Le 15 novembre 2011, la Commission spéciale des expulsions auprès du Tribunal de Grande Instances de Chartes a pourtant émis un avis défavorable à la reconduite en Georgie de D.K. Son épouse Lali est handicapée à 80% suite à une lourde intervention chirurgicale à la colonne vertébrale. Elle était infirmière, c'est un métier qui casse le dos. La commission a pensé qu'il serait plus intelligent de laisser D.K. aider sa famille en France - ses deux garçons sont nés en France et pourront devenir français à leur majorité - que de le renvoyer. Le Prefet d'Eure et Loir n'a pas suivi...
Il faut dire que D.K. est l'étranger "bouc émissaire" idéal eu des problèmes avec la justice ! Il a d'ailleurs été directement transféré au centre de rétention une fois sa peine purgée.
Qui peut encore croire que la double peine n'existe pas en France ? C'était pourtant l'affirmation d'un ancien ministre de l'intérieur devenu depuis Président de la République... Dans son ouvrage de 2004 "La république, les religions, l'espérance", Nicolas Sarkozy affirmait qu'il ne pouvait y avoir de seconde sanction d'expulsion pour celui qui avait fondé une famille en France...
Autour de l'école de Luka et Zaza, à Courbevoie, c'est la consternation générale parmi les parents d'élèves, les enseignant, les animateurs... Les signatures qui s'amoncellent sur le site internet de RESF (http://www.educationsansfrontieres.org/article40515.html) et celles recueillies sur les feuilles brandies vendredi matin devant l'école suffiront-elles à faire fléchir l'administration aveugle ?
L'insatiable politique du chiffre mise en place par notre gouvernement ayant porté ses fruits d'après Monsieur Guéant qui s'en vantait largement dans tous les médias cette semaine, l'heure pourrait pourtant être sinon à la mansuétude, du moins à l'humanité. Les objectifs xénophobes étant dépassés de quelques 5 000 étrangers boutés hors de nos frontières, dans ce tristement basique réflexe de désigner l'Autre comme porteur de tous les maux, une petite porte d'espoir pourrait s'entrouvrir pour deux enfants, de grandir enfin avec leurs deux parents.
La France n'a-t-elle pas signé la convention des droits de l'enfant le 7 août 1990 ? L'expulsion de D.K. sera la cruelle contradiction de l'article 3 ("L'intérêt supérieur de l'enfant doit être une considération primordiale) et surtout de l'article 9 ("Les États parties veillent à ce que l'enfant ne soit pas séparé de ses parents contre leur gré")

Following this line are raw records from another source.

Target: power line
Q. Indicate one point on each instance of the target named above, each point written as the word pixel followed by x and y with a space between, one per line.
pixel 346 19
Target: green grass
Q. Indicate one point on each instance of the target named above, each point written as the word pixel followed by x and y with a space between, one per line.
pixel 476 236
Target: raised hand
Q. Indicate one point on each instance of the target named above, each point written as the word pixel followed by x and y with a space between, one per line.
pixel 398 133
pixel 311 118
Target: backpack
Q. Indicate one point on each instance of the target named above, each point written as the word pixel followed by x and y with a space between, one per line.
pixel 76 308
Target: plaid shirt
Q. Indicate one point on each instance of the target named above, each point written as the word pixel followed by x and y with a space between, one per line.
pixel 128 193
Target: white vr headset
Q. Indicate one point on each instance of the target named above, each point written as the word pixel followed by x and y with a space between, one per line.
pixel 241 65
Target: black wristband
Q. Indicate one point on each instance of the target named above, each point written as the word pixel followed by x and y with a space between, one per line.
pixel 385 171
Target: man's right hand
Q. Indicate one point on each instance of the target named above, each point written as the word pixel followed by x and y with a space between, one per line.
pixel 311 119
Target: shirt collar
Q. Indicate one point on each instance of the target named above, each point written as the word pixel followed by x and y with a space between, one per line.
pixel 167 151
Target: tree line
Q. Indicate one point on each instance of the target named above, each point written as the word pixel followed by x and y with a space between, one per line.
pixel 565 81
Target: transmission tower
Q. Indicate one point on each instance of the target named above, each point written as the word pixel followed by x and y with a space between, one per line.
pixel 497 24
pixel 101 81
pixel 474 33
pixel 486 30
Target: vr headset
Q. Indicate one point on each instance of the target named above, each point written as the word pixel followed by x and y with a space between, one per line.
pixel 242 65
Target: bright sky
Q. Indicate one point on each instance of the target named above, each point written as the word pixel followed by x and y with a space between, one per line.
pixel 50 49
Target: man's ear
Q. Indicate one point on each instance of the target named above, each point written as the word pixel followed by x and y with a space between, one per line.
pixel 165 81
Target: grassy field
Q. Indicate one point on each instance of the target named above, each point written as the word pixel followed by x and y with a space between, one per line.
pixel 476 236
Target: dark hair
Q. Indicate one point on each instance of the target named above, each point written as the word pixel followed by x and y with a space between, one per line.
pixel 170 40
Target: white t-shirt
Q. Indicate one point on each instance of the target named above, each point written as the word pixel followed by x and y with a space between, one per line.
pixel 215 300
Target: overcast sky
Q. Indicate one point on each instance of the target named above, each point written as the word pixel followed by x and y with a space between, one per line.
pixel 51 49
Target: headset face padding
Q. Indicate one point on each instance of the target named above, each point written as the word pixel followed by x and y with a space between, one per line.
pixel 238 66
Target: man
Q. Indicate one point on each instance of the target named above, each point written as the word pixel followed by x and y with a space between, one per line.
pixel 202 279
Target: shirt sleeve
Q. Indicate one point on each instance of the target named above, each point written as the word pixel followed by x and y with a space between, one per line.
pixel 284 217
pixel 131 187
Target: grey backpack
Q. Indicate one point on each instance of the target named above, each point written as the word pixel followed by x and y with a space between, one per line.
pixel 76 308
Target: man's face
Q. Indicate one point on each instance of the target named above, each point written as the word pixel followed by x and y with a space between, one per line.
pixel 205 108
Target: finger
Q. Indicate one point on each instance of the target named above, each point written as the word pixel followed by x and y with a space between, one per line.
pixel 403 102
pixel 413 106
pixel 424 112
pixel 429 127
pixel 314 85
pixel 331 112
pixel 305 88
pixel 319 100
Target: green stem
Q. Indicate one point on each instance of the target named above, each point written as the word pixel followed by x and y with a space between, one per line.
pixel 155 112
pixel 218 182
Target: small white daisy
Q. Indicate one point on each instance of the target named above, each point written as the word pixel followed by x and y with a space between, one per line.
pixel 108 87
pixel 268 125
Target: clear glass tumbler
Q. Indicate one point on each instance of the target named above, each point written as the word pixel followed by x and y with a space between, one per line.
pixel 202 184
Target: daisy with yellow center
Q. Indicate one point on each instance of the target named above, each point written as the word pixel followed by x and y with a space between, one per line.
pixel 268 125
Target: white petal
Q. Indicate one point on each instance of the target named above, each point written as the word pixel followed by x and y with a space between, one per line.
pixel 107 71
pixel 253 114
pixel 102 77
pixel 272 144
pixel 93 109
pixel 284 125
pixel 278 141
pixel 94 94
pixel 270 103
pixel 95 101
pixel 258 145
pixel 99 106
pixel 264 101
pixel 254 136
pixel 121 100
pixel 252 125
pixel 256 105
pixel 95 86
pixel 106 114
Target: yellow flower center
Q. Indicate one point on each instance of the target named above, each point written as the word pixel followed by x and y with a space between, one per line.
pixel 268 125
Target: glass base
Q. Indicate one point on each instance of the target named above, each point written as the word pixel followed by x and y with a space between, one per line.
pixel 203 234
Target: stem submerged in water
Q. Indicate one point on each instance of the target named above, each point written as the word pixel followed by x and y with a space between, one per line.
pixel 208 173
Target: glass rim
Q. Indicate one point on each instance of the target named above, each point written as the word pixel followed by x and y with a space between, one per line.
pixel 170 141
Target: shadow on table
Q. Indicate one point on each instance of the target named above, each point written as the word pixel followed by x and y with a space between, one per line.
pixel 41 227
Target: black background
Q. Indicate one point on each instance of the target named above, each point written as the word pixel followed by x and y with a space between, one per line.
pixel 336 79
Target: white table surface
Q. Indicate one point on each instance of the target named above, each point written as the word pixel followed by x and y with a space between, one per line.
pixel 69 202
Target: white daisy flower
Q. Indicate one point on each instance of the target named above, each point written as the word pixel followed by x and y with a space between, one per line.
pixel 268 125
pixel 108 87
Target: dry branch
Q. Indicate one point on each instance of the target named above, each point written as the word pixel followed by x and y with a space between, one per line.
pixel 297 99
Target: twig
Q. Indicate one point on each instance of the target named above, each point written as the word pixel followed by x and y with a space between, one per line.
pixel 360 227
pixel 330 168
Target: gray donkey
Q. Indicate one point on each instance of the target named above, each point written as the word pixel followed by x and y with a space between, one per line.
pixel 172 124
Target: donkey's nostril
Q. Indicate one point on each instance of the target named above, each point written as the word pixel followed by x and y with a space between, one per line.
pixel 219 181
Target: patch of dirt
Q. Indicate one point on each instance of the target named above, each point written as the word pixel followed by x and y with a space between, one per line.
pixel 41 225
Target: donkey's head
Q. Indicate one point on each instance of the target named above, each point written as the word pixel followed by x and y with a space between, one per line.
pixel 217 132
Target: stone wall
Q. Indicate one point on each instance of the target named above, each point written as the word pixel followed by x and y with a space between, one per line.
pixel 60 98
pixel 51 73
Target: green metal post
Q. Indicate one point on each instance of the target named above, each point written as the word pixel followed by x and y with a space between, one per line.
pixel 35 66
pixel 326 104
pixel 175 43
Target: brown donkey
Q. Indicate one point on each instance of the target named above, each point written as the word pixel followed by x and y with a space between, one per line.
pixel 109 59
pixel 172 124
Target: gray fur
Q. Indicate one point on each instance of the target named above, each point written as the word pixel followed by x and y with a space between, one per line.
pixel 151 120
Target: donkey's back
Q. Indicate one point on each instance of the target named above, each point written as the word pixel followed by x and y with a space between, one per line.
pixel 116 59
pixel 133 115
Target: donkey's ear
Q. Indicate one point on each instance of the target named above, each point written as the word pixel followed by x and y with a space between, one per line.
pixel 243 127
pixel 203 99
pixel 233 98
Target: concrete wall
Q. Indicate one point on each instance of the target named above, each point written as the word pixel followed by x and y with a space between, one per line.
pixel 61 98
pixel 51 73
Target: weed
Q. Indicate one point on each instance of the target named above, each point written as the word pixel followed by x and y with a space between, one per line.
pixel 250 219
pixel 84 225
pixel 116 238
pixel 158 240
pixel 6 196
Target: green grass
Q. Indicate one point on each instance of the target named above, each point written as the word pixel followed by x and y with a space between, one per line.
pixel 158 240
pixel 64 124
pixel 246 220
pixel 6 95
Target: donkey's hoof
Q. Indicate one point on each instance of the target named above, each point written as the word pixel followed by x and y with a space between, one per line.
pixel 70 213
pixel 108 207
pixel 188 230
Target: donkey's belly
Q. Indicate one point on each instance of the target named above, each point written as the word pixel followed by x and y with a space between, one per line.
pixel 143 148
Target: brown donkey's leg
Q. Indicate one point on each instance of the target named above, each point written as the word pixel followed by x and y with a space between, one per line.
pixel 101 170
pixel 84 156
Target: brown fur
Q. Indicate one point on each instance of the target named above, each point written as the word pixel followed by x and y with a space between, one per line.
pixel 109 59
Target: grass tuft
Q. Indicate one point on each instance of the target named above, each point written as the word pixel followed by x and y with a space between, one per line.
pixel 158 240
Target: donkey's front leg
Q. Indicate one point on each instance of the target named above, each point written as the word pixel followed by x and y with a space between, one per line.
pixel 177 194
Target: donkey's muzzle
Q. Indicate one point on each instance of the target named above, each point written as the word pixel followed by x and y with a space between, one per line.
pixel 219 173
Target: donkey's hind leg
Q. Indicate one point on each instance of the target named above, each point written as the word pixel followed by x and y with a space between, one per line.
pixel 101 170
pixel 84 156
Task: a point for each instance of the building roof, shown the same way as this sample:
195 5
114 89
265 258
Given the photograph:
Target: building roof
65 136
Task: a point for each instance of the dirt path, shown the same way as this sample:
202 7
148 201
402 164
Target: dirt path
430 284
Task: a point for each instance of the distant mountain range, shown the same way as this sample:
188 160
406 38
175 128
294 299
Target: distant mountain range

Que valent tous ces beaux discours à l'épreuve de la réalité et du quotidien ? Et dans ces conditions, que vaut "la journée internationale du migrant et du réfugié" qu'a célébré dimanche 15 janvier, la communauté catholique française dont se réclament encore nombre de nos décideurs ?
Mardi matin, si un sursaut d'humanité ne réveille pas la Préfecture d'Eure et Loir, le père de 2 garçons nés en France et y ayant passé leur jeune vie sera expédié en Georgie, petit pays agité (en guerre il y a encore 4 ans) qu'il avait fuit croyant échapper aux menaces. Pour Luka et Zaza, ses fils, il faut libérer D.K.